La barchetta scivolò sulle acque tranquille, e allorchè furono molto lontani dalla sponda, Alberto lasciò i remi. La contessa guardava in silenzio la striscia luminosa che fuggiva dinanzi a loro sulla superficie bruna del lago, e l’acqua che s’increspava scintillante attorno ai remi. Stava mezzo sdraiata sui cuscini, tenendo il capo un po’ arrovesciato all’indietro sul tappeto che sfiorava le acque, e guardando in alto; di tanto in tanto saettava uno sguardo su di Alberto, che teneva gli occhi rivolti altrove, e non diceva motto. Il silenzio avea un fascino voluttuoso; quella pallida luce sembrava versare onde di non so qual nebbia seduttrice; un’ora suonava. La donna rivolse indolentemente il capo verso il luogo dove ondulavano ancora gli ultimi rintocchi, e tutt’a un tratto, fissando in volto ad Alberto gli occhi luccicanti, gli disse, in quella molle positura e con accento brusco e quasi irritato:
— Marchese Alberti, se in questo memento ci fosse anche in voi il conte Armandi, e se una metà del vostro individuo giurasse all’altra metà di non essere l’amante di vostra moglie, lo credereste?

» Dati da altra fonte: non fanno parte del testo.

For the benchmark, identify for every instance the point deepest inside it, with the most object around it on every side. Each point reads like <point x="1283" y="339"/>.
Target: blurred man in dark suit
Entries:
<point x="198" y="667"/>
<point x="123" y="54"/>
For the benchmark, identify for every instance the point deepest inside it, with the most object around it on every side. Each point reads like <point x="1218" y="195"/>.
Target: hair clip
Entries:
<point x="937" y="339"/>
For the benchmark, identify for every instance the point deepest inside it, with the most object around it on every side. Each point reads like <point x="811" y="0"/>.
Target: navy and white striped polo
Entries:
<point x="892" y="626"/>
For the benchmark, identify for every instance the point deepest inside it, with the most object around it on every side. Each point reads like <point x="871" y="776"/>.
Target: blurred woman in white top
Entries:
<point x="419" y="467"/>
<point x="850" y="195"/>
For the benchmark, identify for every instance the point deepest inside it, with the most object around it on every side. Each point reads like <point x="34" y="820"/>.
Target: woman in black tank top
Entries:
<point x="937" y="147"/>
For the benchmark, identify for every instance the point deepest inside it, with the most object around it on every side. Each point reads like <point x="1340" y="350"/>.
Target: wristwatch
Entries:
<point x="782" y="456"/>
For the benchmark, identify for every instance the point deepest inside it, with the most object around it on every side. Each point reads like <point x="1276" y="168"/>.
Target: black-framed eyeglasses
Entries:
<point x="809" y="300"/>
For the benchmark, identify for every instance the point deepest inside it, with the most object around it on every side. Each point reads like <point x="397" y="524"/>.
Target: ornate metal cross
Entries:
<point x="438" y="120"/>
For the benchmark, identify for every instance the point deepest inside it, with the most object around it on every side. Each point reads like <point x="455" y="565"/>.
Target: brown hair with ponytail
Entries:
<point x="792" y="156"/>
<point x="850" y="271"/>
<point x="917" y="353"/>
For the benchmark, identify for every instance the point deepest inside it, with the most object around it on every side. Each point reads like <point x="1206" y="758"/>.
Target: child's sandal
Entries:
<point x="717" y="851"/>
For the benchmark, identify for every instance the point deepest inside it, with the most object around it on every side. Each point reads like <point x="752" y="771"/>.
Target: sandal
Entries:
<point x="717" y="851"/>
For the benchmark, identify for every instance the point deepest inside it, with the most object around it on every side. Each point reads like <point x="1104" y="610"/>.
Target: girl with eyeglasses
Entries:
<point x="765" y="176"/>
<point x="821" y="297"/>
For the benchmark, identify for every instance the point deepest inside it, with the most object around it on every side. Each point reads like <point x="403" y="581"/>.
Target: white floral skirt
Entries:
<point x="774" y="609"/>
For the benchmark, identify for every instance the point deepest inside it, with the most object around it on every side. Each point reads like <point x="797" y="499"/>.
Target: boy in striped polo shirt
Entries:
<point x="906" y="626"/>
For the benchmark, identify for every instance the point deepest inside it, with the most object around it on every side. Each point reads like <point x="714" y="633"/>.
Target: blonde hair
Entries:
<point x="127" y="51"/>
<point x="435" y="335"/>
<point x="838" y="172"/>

Alberto rimase sbalordito. Poi si rizzò di botto, e le disse con voce tremante e soffocata:
— Contessa, se adesso doveste buttarvi nel lago, oppure nelle mie braccia, che cosa preferireste di fare?
Ella s’era alzata anche lei; si teneva ritta sulla poppa, leggermente pallida, cogli sguardi smarriti, le labbra smorte e sorridenti.
— Almeno non vorrei fare una sciocchezza che dopo l’altra: rispose con uno scoppiettìo di riso convulso.
Ei le afferrò le mani.
— Aspettate! diss’ella seria, risoluta, e con voce concitata. Voi giurereste di buttarvi nel lago..... se io lo volessi?
— Sì.
Il brusco movimento di lui minacciò di far rovesciare la barchetta. La contessa vacillò, mise un piccolo grido:
— Non cominciamo dalla fine! disse.
I primi chiarori dell’alba imbiancavano il cielo quando la barca toccò la sponda. La luna era smorta, il lago sembrava più scuro; la contessa era pallida, pensosa, sembrava dispettosa. Saltò vivamente sulla riva per non toccare la mano che il giovane le offriva; spinse la barchetta bruscamente col suo stivalino, e s’incamminò a passo lento verso il cancello, guardando con occhi distratti il lume che ardeva ancora nel salotto.
— Addio, gli disse con voce incerta, senza guardarlo, a capo chino.